Joint distributions and covariance describe how multiple random variables interact. They let you model relationships between variables and calculate probabilities for complex events involving multiple outcomes.

For actuarial work, these tools are essential. Risks rarely depend on a single factor, so you need joint distributions to capture how variables move together. Covariance and correlation then quantify those relationships, which matters directly when assessing portfolio risk or pricing products that depend on correlated claims.

Joint probability distributions

A joint probability distribution gives you the probability of two or more random variables taking on specific combinations of values simultaneously. Rather than looking at each variable in isolation, you're capturing their combined behavior.

Joint distributions can be discrete (when the random variables take countable values) or continuous (when they take values over a continuous range).

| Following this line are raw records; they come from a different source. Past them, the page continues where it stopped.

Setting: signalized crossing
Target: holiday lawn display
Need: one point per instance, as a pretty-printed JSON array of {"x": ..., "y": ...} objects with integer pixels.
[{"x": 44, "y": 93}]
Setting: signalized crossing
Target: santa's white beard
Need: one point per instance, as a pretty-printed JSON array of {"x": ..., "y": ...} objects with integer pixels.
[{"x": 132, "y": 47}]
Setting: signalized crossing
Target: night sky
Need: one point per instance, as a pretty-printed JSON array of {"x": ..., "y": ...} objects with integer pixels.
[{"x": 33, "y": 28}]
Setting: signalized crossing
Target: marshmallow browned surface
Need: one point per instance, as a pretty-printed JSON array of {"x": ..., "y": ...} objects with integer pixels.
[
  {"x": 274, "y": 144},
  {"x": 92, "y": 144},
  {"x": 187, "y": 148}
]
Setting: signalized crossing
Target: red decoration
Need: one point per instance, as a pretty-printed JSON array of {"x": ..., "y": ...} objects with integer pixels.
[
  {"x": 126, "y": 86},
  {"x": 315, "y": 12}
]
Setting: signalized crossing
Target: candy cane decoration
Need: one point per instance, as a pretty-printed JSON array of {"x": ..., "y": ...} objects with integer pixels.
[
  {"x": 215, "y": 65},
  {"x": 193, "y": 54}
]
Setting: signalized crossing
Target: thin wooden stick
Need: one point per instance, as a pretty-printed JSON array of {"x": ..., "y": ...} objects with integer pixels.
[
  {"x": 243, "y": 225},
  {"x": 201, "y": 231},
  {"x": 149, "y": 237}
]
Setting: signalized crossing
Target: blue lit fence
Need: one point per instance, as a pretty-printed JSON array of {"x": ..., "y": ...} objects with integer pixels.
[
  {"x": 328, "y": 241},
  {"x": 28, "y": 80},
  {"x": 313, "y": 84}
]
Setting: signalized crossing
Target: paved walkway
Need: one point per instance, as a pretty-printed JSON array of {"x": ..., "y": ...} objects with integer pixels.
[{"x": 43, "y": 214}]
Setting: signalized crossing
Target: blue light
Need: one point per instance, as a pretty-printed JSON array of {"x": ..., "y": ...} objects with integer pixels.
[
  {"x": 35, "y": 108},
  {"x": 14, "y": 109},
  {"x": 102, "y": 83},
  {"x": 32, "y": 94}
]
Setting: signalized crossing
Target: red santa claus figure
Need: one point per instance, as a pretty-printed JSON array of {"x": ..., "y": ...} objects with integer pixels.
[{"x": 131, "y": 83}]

Discrete joint distributions

When both random variables are discrete, you describe their joint behavior with a joint probability mass function (PMF). This function assigns a probability to each possible pair of values.

The joint PMF is written as $p(x,y) = P(X = x, Y = y)$
Every probability must be non-negative: $p(x,y) \geq 0$
The sum over all possible pairs must equal 1: $\sum_x \sum_y p(x,y) = 1$

As an example, consider two policyholders filing claims in a given year. The joint PMF would tell you the probability that Policyholder A files exactly 2 claims and Policyholder B files exactly 1 claim.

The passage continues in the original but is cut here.